Women currently seek guidance on reproduction at a much older age than they did some years ago. As a result, amongst the women who undergo fertility treatment, there is a significant group of women of an advanced age and their prognosis is poorer. This is a huge challenge for reproduction specialists.
Age has a negative impact on all aspects of fertility in women, but particularly on the quantity and quality of oocytes. A woman’s ovarian reserve decreases from 35 years of age and this decrease is significant when she reaches 38 or 40. It not only affects the quantity of oocytes, but also their quality. It has been proven that chromosome abnormalities in the oocyte increase with age and that they are then passed on to the embryo. This leads to embryos with a poorer ability to implant or that lead to pregnancy loss or children with malformations.

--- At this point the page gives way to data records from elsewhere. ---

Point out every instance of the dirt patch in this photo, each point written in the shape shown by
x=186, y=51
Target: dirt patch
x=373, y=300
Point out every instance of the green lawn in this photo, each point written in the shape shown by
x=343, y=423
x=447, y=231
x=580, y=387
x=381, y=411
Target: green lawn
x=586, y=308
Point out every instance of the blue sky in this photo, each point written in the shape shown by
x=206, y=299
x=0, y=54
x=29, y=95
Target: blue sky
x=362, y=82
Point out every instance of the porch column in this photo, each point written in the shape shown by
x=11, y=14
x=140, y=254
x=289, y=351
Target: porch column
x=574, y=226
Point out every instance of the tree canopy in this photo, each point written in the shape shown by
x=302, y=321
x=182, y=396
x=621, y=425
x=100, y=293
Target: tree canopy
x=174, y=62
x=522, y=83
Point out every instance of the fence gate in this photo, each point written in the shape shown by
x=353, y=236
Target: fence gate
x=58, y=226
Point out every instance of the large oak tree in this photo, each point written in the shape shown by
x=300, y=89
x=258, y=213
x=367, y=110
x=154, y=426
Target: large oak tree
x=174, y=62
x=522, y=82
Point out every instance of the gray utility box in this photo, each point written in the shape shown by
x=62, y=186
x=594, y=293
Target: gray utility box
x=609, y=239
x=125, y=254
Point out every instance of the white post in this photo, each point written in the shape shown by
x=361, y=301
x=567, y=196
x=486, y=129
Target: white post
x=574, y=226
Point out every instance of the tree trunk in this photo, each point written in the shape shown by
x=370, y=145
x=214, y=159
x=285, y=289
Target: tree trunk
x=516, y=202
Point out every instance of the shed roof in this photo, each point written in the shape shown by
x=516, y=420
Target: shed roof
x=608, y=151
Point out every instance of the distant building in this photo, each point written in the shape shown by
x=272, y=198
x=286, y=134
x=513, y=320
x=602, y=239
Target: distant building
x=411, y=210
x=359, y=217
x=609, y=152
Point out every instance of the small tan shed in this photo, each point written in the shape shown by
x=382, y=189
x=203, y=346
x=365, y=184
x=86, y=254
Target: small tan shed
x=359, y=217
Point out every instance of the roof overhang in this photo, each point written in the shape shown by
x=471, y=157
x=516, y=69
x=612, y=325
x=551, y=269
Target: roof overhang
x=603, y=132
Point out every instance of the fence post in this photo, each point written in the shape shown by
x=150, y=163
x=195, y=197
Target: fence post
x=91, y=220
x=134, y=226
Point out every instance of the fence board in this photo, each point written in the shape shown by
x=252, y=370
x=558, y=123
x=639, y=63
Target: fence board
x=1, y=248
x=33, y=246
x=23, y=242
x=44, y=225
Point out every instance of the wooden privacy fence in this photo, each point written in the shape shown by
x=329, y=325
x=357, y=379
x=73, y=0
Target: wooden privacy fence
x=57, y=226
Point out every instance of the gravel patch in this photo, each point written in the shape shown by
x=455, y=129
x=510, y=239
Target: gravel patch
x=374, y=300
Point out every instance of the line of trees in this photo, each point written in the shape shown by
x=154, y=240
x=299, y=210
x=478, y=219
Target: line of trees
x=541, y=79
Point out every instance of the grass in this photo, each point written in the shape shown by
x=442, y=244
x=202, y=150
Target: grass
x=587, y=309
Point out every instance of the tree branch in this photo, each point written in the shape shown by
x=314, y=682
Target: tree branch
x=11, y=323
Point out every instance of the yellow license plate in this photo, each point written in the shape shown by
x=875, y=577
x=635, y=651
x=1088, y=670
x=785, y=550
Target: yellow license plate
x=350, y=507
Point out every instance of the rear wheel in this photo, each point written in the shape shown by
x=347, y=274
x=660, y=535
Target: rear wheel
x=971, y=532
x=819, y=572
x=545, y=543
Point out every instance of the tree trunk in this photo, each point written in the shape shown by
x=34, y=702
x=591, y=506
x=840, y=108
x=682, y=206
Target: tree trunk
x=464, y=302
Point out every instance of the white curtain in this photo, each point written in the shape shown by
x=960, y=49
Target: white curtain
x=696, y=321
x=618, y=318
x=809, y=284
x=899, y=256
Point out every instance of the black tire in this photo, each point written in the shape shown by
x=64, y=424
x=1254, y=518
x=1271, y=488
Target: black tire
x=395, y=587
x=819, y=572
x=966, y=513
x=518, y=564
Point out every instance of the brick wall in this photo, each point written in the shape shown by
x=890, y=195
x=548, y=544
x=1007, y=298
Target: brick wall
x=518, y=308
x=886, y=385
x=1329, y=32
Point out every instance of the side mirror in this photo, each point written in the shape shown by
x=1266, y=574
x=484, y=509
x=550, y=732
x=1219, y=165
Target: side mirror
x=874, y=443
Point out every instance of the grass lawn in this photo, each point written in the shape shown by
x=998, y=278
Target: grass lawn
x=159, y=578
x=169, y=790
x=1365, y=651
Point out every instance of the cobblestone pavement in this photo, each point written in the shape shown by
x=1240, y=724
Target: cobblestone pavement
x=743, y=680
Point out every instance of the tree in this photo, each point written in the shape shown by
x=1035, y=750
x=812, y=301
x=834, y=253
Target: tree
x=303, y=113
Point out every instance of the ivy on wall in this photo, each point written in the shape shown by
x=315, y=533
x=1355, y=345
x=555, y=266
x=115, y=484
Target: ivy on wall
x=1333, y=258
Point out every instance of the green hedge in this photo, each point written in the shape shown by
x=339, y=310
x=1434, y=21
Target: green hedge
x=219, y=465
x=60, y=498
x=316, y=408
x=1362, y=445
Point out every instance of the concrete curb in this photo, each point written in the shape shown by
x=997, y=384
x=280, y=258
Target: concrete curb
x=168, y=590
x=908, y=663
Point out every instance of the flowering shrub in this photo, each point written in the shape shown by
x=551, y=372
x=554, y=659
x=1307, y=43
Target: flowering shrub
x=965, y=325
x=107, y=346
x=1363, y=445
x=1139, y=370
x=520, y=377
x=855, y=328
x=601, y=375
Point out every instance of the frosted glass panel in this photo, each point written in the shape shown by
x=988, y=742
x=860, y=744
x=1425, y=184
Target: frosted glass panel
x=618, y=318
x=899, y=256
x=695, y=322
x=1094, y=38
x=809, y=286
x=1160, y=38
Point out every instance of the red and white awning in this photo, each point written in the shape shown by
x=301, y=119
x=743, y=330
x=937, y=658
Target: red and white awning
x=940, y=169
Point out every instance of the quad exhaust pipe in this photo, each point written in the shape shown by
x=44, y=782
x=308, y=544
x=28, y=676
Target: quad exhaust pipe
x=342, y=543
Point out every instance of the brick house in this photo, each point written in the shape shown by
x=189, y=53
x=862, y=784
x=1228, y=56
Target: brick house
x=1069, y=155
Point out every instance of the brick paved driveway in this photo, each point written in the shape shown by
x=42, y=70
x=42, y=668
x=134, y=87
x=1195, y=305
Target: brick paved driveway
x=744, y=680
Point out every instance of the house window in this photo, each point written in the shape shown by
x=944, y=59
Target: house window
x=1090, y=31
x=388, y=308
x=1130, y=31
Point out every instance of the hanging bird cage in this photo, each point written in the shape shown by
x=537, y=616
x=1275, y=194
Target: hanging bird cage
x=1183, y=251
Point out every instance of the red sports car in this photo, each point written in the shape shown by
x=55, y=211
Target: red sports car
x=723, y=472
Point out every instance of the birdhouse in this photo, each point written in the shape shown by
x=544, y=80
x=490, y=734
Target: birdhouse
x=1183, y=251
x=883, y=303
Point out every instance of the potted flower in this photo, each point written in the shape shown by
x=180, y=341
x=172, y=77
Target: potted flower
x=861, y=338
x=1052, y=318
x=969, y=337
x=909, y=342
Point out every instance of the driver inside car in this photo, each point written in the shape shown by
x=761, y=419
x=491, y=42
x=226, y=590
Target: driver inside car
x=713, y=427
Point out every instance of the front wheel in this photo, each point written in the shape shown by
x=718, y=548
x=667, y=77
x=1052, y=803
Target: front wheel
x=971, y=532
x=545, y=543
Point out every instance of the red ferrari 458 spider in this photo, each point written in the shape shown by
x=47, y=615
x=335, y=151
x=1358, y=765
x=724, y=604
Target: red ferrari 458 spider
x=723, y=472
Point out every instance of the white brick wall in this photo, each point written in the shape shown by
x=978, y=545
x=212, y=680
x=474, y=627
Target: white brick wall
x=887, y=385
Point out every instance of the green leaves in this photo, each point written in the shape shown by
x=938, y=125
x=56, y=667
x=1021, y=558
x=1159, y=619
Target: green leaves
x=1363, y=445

Therefore, when a woman aged over 38 or 40 undergoes assisted reproduction treatment using her own oocytes, it is important to select the very best strategy for guaranteeing excellent results. On the one hand, this means selecting the stimulation protocol that will generate the largest quantity of oocytes. On the other, it is a matter of ensuring that the embryo that is transferred is the one with the greatest chance of implanting and giving rise to the birth of a healthy child. As well as selecting the embryo with the best morphology, this can be achieved by carrying out comprehensive chromosome screening (CCS or PGS) thanks to the advanced technology such as array CGH or next-generation sequencing (NGS) that is currently available. Recent research at Instituto Bernabeu has demonstrated the advantages of using these techniques for embryo selection in women of an advanced maternal age. When this technique was used, the same implantation rate was achieved in women of an advanced age compared with young women following selection of chromosomally normal embryos (euploid embryos). These results are backed up by a worldwide scale randomised clinical trial (The STAR Trial-Illimina) performed on a large number of patients. The research shows, therefore, that PGS/CCS/PGT-A is a promising option for improving the results of cycles of in vitro fertilisation (IVF), particularly in patients of an advanced maternal age.